TIMING OF SLIP ON THE SOUTH TIBETAN DETACHMENT SYSTEM IN THE MARSYANDI VALLEY, ANNAPURNA RANGE, CENTRAL NEPAL
The excellent exposures of the STDS in the Annapurna Range allow for detailed studies to be carried out on individual detachments. Two normal-sense structures associated with the STDS outcrop in the Marsyandi drainage, the basal of which is the Chame detachment, while a structurally higher detachment has been correlated with the Phu detachment. Zircon U/Pb dates from variably deformed leucogranites suggest the majority of high-temperature slip on the Chame detachment ceased by ca. 16 Ma, although quartz and feldspar microstructures in a non-mylonitic granite suggest slip was ongoing. Rocks in the footwalls of both structures contain multiple minerals suitable for thermochronologic studies, allowing us to evaluate the total duration of normal-sense slip.

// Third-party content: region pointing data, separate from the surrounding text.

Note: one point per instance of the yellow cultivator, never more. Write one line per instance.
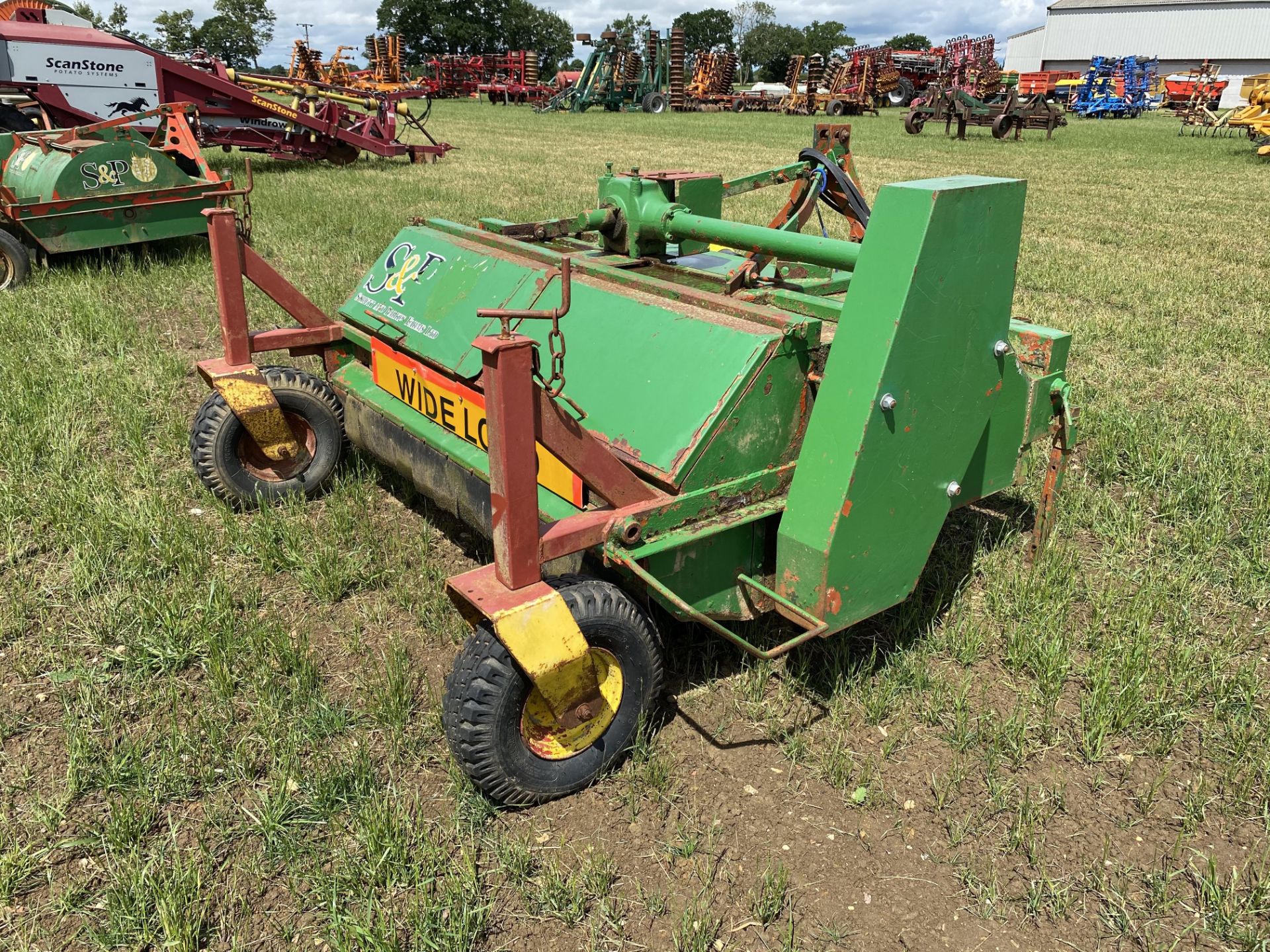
(1255, 117)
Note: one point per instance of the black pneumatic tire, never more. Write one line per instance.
(232, 466)
(902, 95)
(15, 262)
(486, 696)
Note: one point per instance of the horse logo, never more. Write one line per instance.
(132, 106)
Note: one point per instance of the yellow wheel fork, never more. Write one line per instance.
(577, 688)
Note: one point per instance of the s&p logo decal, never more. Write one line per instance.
(97, 175)
(402, 266)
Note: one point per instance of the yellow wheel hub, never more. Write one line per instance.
(549, 739)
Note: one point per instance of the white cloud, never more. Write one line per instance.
(868, 20)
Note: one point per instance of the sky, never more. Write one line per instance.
(867, 20)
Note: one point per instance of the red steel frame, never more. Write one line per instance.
(314, 130)
(233, 260)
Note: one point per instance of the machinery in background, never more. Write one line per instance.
(106, 184)
(1117, 88)
(1254, 118)
(854, 84)
(972, 91)
(1195, 98)
(81, 75)
(624, 74)
(1202, 87)
(515, 79)
(747, 420)
(1005, 113)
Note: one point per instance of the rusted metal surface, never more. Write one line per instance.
(1062, 444)
(507, 376)
(253, 403)
(586, 455)
(226, 253)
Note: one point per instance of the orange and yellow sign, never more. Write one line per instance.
(459, 409)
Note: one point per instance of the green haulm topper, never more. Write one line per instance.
(647, 401)
(102, 186)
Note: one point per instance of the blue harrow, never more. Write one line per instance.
(1115, 88)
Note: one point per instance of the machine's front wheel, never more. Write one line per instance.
(234, 467)
(15, 262)
(904, 93)
(499, 728)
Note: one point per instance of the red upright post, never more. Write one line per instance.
(513, 479)
(230, 298)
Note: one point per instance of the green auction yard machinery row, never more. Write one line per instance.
(647, 401)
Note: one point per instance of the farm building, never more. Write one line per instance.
(1231, 33)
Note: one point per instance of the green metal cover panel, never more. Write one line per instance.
(656, 376)
(117, 167)
(929, 299)
(114, 192)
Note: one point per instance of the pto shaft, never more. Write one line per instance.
(786, 245)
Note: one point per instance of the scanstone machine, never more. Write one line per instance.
(646, 403)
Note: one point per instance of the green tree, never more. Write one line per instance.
(527, 27)
(825, 38)
(630, 23)
(228, 41)
(746, 18)
(771, 46)
(254, 22)
(472, 27)
(910, 41)
(175, 31)
(706, 30)
(116, 22)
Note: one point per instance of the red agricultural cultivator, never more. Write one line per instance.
(80, 75)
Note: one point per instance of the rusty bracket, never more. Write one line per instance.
(249, 397)
(1062, 444)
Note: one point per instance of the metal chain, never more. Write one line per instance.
(556, 343)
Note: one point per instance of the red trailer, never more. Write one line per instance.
(1043, 81)
(513, 78)
(81, 75)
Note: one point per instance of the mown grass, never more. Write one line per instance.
(222, 730)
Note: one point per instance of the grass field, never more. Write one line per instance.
(222, 730)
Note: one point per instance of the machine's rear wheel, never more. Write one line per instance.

We present 40Ar/39Ar muscovite and biotite, and (U-Th)/He zircon and apatite results from a transect across the Chame detachment into the footwall of the overlying detachment. 1D thermal-kinematic models using Pecube-D suggest the footwalls of these structures initially experienced rapid exhumation (~1.5 km/Myr), which we attribute to tectonic exhumation via normal-sense slip. Exhumation rates decrease, likely as slip ceased, to ~0.25-0.75 km/Myr at ca. 15 Ma for the majority of samples, while rocks in the immediate footwall of both detachments record the decrease at ca. 12 Ma. Our results suggest both detachments were synchronous, and any difference in timing of cessation of slip on the two detachments is outside of the resolution of our results. Finally, thermal-kinematic models and topographic analysis suggest potential normal-sense slip over the last ca. 2 Ma at a similar structural level to the overlying detachment.